Members of the Denver Police Department watch as students from Manual High School share speeches about Ferguson.
  • In most states, black and Hispanic students and students with disabilities are disproportionately referred to the criminal justice system. Virginia, where an 11-year-old autistic boy who struggled with a police officer was found guilty of felony assault this month, has the highest referral rate. (Center for Public Integrity)
  • Parents of students at Success Academy charter schools in New York City share their experiences following the Times’ feature on the network last week. (New York Times)
  • At one of New Orleans’ “second-chance schools,” teachers fight to reach the students who have been nudged out of or expelled from other charter schools. (NPR)

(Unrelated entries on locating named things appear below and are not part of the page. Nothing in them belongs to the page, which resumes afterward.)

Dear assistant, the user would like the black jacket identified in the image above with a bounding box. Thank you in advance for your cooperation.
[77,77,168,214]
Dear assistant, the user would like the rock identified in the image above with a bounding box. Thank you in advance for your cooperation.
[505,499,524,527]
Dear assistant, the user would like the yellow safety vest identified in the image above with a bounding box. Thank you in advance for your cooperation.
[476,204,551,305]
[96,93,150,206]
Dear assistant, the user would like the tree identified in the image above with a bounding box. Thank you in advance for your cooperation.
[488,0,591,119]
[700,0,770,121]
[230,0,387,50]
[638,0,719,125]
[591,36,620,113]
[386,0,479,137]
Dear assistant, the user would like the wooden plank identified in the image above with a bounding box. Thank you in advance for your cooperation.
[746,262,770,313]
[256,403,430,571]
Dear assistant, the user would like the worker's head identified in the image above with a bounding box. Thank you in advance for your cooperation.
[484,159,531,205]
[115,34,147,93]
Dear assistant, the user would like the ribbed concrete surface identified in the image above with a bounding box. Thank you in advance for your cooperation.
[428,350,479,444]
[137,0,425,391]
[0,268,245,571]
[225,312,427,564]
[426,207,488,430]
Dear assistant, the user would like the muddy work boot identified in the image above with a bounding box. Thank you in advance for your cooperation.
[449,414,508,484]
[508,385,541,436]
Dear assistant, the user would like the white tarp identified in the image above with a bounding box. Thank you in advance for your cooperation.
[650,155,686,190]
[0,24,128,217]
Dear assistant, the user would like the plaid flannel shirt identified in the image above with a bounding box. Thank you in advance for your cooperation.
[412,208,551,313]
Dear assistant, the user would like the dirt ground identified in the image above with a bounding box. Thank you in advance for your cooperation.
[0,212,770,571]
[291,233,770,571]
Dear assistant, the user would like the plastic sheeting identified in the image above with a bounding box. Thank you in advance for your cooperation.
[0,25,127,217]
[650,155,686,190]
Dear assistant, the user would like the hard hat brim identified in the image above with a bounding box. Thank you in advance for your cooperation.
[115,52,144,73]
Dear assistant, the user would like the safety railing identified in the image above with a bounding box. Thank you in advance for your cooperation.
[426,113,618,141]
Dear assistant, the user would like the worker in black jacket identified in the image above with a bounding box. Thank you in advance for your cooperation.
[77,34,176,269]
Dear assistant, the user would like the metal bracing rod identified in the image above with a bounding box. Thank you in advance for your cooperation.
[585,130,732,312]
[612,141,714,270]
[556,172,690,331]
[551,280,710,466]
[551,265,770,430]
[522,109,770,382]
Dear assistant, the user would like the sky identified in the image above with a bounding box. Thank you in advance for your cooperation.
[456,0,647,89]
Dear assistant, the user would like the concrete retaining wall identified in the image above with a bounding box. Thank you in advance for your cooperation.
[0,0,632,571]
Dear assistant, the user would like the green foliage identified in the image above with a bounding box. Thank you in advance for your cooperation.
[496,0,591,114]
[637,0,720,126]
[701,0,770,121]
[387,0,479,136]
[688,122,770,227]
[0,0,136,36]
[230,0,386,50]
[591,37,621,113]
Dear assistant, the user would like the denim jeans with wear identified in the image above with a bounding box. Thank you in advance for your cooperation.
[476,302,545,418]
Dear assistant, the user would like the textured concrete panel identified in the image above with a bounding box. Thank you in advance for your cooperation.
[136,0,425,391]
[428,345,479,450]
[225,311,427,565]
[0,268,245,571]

  • “Opting out students stands as a powerful rebuke of the idea that standardized tests should be the primary determinant as to whether a school stays open or not.” (Jose Vilson)
  • The head of Chicago’s schools is taking a leave of absence as federal officials investigate a no-bid contract awarded to a company the schools chief once worked for. (Chicago Tribune)
  • Undocumented students offer a different perspective and bring a strong work ethic to their classrooms and school communities, a teacher explains. (The Atlantic)
  • A teacher-mentor has five ideas for teachers ready to throw in the towel. (Edutopia)
  • How computer science could and should be woven into all sorts of classes, according to some educators. (Hechinger)
  • A comprehensive look at the research on blended learning shows little definitive evidence that it works (or that it doesn’t). (Ed Week)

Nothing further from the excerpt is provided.